Speaking of intimidation, this post from Joe’s Dart Blog has so upset the Guardian that they’ve not only condemned the New Jersey blogger, but the whole blogosphere for “obsessively personal attacks”:

Rightwing bloggers from the US, where the Guardian has a large online following, were behind the targeting last week of a trainee Guardian journalist who wrote a comment piece which they did not care for about the London bombings.
The story is a demonstration of the way the ‘blogosphere’ can be used to mount obsessively personalised attacks at high speed.
Within hours, Dilpazier Aslam was being accused on the internet of “violence” and belonging to a “terrorist organisation” – both completely untrue charges.

There’s much quibbling about the difference between “anti-Semitism” and overt violence, and while I agree that there is such a distinction, I’m afraid that history is being forgotten.
As Joe reminds us, the ferocious anti-Semitism of groups like Hizb ut Tahrir cannot be seen in a vacuum:

Contrary to the assertions of the anonymous Guardian defender, Aslam did not belong merely to an “anti-Semetic” political group. Although it would be politically correct to call all Islamic Fundamentalist groups that, it is a deadly misnomer. In these times, eastern Islamic Fundamentalist groups which preach anti-Jewish sentiment and call for the deaths of all Jews are actively pursuing that goal. The Guardian seems content to whisper to itself, “It’s just talk… just politics,” but anyone who had one eye open on 7/7 knows otherwise.

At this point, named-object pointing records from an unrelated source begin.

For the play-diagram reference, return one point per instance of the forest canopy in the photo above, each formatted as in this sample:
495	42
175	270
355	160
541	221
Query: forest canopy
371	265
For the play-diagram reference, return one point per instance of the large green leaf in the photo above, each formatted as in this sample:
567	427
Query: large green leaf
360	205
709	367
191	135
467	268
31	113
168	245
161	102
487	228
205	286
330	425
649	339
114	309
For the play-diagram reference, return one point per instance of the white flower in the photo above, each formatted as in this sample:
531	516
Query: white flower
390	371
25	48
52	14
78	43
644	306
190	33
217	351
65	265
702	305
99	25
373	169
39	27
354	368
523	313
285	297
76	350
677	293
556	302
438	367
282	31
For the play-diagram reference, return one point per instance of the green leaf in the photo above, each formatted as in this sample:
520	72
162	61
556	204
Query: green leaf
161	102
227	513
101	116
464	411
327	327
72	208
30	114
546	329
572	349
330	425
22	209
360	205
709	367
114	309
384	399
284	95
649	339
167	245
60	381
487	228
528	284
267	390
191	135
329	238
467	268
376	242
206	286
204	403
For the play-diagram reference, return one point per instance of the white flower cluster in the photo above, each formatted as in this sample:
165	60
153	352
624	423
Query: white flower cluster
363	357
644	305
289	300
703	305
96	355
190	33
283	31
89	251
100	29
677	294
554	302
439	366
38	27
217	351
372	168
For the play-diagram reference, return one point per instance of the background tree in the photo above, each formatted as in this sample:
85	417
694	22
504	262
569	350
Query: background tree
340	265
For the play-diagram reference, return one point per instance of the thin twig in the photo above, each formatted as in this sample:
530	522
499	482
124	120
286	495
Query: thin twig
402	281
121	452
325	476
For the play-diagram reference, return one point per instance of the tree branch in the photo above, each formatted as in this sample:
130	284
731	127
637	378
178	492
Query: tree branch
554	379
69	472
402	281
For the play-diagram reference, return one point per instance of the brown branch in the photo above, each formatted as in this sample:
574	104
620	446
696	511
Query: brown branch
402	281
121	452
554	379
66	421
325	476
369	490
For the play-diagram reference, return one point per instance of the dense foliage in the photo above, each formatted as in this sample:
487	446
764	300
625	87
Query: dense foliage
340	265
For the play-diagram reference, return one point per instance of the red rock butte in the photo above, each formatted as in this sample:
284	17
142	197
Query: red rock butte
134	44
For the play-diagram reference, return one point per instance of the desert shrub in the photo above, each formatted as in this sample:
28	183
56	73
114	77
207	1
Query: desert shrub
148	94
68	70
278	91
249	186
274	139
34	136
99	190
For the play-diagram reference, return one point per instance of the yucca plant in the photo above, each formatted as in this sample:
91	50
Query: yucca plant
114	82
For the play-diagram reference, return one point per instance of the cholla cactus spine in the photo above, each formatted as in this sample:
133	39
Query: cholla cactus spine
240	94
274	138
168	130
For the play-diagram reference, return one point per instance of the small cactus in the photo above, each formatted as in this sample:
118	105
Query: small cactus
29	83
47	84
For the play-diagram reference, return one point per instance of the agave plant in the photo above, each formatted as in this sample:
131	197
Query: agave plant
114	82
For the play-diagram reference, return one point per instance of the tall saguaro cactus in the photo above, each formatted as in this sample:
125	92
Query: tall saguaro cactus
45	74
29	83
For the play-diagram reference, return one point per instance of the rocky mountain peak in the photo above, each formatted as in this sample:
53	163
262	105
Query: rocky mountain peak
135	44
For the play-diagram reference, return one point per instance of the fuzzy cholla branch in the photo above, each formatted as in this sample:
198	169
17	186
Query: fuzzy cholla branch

Is it “all talk”? And “all politics”?
That was the defense of Julius Streicher, but he still ended up on the gallows, because his words were seen by the Nuremburg Tribunal as a crime against humanity:

Streicher’s incitement to murder and extermination at the time when Jews in the East were being killed under the most horrible conditions clearly constitutes persecution on political and racial grounds in connection with war crimes, as defined by the Charter, and constitutes a crime against humanity.

Even though he was the editor of a popular newspaper called “Der Sturmer,” I’d be most hesitant to call Julius Streicher a “media executive” or even a “media figure,” because this was all so long ago.
However, consider the much more recent case of media executives in Rwanda:

The United Nations tribunal in Arusha has convicted three former media executives of being key figures in the media campaign to incite ethnic Hutus to kill Tutsis in Rwanda in 1994.
It is widely believed that so-called hate media had a significant part to play in the genocide, during which some 800,000 Tutsis and moderate Hutus died.
There is also little doubt that its legacy continues to exert a strong influence on the country.
The most prominent hate media outlet was the private radio station, Radio Television Libre des Mille Collines.
It was established in 1993 and opposed peace talks between the government of President Juvenal Habyarimana and the Tutsi-led rebels of the Rwandan Patriotic Front, which now forms the government.
After President Habyarimana’s plane was shot down, the radio called for a “final war” to “exterminate the cockroaches.”

While I am not certain of the precise point where anti-Semitism becomes the (illegal) advocacy of genocide, I don’t see why the intervention of 60 years since the hanging of Julius Streicher would create a modern exemption for those calling for “Death to the Jews!” It must be noted that Hizb Ut Tahrir — the organization that the Guardian reporter belongs — has (according to the BBC) crossed the line from opinion to such calls for violence:

[Hizb Ut Tahrir] promotes racism and anti-Semitic hatred, calls suicide bombers martyrs, and urges Muslims to kill Jewish people.

It’s tough to dismiss such rhetoric as “mere” anti-Semitism.
And it isn’t as if Jews aren’t being killed right now.
MORE: Roger L. Simon calls the Guardian’s attacks on Joe’s Dartblog a “sign of our media times.” Unfortunately, he’s right. (Via Glenn Reynolds.)